We all know the names… Charles Dickens, Thomas Hardy, Emily Bronte, George Eliot, Anthony Trollope… The ones that when people talk about “books you should have read” the names always always crop up.
Well I have a confession to make; I have never read a book by any of the above authors in it’s entirety. This isn’t something I’m proud of – as someone who would class themselves as a book worm, I find this omission to be somewhat embarrassing. It’s also not that I haven’t tried – I have. I have tried to read many of these novels time and again, thinking that I should fill this void in my literary education. But I just can’t.
I recently picked up Great Expectations by Dickens, thinking that if I tackle any Dickens, then it should be this one, because this is the one that appears on all those “must read” lists. Within the first three chapters I was so frustrated I just couldn’t keep going.
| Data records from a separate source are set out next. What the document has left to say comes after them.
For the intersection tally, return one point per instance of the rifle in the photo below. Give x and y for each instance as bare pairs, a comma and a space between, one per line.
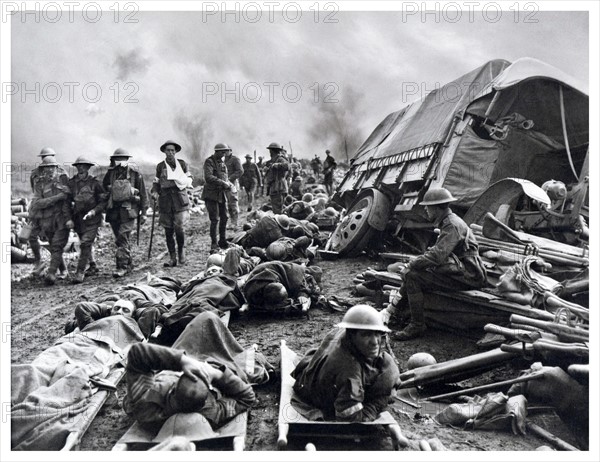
152, 227
139, 224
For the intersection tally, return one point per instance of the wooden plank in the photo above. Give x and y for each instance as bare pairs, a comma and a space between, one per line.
290, 420
96, 403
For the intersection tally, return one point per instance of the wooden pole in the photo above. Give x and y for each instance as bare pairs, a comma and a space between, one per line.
346, 149
489, 386
544, 434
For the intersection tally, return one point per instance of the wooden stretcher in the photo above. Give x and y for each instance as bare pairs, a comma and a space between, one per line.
96, 403
192, 426
291, 422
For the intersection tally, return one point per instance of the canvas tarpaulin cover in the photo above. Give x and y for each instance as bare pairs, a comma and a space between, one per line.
428, 120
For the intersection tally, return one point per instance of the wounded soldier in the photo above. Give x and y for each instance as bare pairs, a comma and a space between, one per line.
145, 303
348, 377
272, 286
197, 374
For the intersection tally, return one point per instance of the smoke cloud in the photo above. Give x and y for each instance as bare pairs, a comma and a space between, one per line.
92, 87
130, 64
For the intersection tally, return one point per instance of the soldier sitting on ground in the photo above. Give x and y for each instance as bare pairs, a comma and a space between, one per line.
349, 377
452, 264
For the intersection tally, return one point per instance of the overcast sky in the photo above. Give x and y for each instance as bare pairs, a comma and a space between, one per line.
177, 64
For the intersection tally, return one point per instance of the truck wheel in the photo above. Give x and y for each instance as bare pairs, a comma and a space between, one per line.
354, 232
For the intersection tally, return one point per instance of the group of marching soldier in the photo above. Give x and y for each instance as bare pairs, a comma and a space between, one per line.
61, 204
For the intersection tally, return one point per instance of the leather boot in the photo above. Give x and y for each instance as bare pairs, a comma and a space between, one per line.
39, 266
78, 277
180, 237
172, 260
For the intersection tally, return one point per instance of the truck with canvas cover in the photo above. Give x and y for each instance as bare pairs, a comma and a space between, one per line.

I’m going to say it outright; Dickens’ characters annoy me. To me they seem really flat and two-dimensional. There is no nuance to them. They almost come across as parodies of themselves; so-and-so is fat and loud, and is never anything else; Mr such-and-such is thin and mean, and is never seen acting in any other way. It find it very tiring and it wears thin extremely quickly for me. The same fate occurred when at various times I have tried Oliver Twist, Bleak House, and A Tale of Two Cities.
As for Hardy, Tess of the D’Urbervilles was on my A-Level English Literature syllabus, and I confess that I never actually read the thing from cover to cover. I read the bits I figured were important, various chapters and extracts and stuff, but I couldn’t face reading the whole thing. I still got an A* (probably more to do with the fact that I did enjoy many other texts on our syllabus, rather than anything else!). I have the whole collection of Hardy novels from the Folio Society sitting on a shelf in my flat, all beautiful bound and printed, and I haven’t touched any of them (I didn’t buy them – they technically belong to my father).
Other than those forays, I have, at various times, attempted to read Jane Eyre, Wuthering Heights, Middlemarch, Les Miserables, Vanity Fair… and just… nope. None of them grab me enough to want to wade through the pain and stick with them. I’m sure they all have beautiful language and nuance deep within, but I find them such a slog that it ceases to be enjoyable.
One thing I do find strange, however, is that I do have time and a penchant for Gothic Literature with Mary Shelley’s Frankenstein being one of my favourite books. I also enjoyed The Picture of Dorian Grey, Dracula, and The Rime of the Ancient Mariner (okay, so that’s a poem, but hey). So why do I struggle so much with “traditional” Victorian Literature? I genuinely don’t have an answer to this, and if you’ve got any tips or ideas as to how I might break the back of this genre, as it were, and actually read some of these supposedly “must-read” texts, then I would be delighted to hear them. For now, these works remain out of my reach, and I have learned of their stories either through popular culture references, film, or other means.